Hot questions for Using Cassandra in mongodb

Question:

I am using Apache (Kafka-Storm-Cassandra) for real time processing.The problem I am facing is that I can't use aggregation queries on Cassandra directly(Datastax can be used but it is a paid service).Moreover, I also considered using mongodb but It is not good for more and frequent writes. So, I am thinking to do all my calculation in storm and store it into Cassandra and move it on hourly basis or so to mongodb to perform my further analytics.

Is this the right approach or are there any better options to achieve this ?

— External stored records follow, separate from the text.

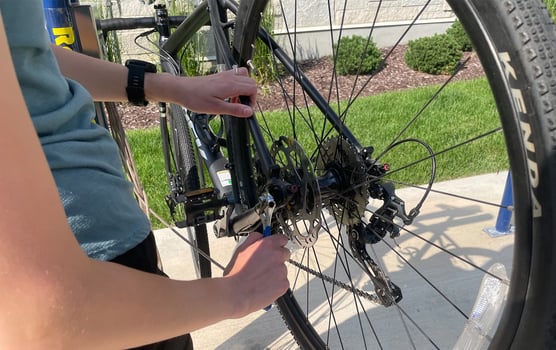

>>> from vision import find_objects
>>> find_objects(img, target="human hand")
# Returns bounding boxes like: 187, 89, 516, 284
151, 67, 257, 117
224, 232, 290, 317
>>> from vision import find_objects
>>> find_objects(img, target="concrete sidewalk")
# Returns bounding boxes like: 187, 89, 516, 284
151, 173, 513, 350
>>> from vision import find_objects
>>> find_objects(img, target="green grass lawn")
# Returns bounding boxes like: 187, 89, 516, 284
127, 79, 508, 227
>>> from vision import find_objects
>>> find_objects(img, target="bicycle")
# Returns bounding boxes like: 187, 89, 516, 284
99, 0, 556, 349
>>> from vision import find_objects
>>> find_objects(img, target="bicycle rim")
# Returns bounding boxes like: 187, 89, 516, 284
235, 0, 556, 349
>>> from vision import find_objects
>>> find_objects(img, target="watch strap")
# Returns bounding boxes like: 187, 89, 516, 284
125, 60, 156, 106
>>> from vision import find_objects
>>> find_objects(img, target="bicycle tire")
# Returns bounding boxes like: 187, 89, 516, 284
168, 104, 212, 278
234, 0, 556, 349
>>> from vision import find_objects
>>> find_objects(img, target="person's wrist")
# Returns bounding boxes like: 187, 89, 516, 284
145, 73, 187, 105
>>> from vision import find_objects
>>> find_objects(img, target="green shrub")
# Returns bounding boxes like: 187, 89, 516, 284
336, 35, 382, 75
405, 34, 463, 74
446, 20, 473, 52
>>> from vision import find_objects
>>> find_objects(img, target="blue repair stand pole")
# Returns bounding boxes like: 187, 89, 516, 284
484, 172, 514, 237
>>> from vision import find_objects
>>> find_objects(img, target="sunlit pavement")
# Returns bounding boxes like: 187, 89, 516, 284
155, 173, 513, 350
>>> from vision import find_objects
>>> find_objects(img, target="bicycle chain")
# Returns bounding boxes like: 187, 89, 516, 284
288, 259, 381, 304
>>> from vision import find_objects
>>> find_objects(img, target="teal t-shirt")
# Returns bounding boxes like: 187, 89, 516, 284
0, 0, 150, 260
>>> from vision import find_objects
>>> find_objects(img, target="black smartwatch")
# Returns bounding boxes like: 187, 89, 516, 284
125, 60, 156, 106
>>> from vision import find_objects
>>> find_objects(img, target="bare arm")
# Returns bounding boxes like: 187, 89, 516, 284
0, 18, 288, 349
52, 46, 257, 117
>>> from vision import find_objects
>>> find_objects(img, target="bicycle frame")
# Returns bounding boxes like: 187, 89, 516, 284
157, 0, 365, 216
97, 0, 416, 236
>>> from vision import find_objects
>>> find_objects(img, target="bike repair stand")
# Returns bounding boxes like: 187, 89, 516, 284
483, 172, 515, 237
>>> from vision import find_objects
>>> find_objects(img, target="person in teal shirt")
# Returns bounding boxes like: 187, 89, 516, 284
0, 0, 289, 349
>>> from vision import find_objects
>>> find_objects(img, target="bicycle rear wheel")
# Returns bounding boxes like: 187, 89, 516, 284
234, 0, 556, 349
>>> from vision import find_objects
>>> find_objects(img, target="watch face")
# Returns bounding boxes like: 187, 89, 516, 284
125, 60, 156, 106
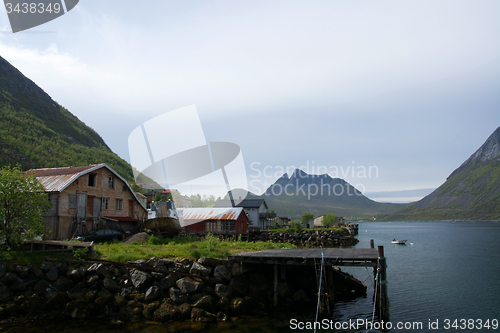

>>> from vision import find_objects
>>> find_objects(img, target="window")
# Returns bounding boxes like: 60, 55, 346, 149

Also, How can I export data directly from Cassandra to mongodb prefebly using JAVA?

Thanks In Advance !!


Answer:

Without knowing your full requirement, amount of inserts/updates one cannot predict is it a good or bad approach. Mongo is less preferable for heavy writes but it can support quite a good no. of inserts. So important thing is how many writes you have per unit time and based on that you can take the decision.

I have seen Mongo taking upto 1000-2000 writes per sec with avg of 4-5ms on server class machines. Of course Cassandra beats it by margin but if you need to perform any aggregation then Mongo has better framework and capabilities.

For export and import, flat csv can be used. Cassandra can export data to csv and MongoDB can import data from csv with export/import options.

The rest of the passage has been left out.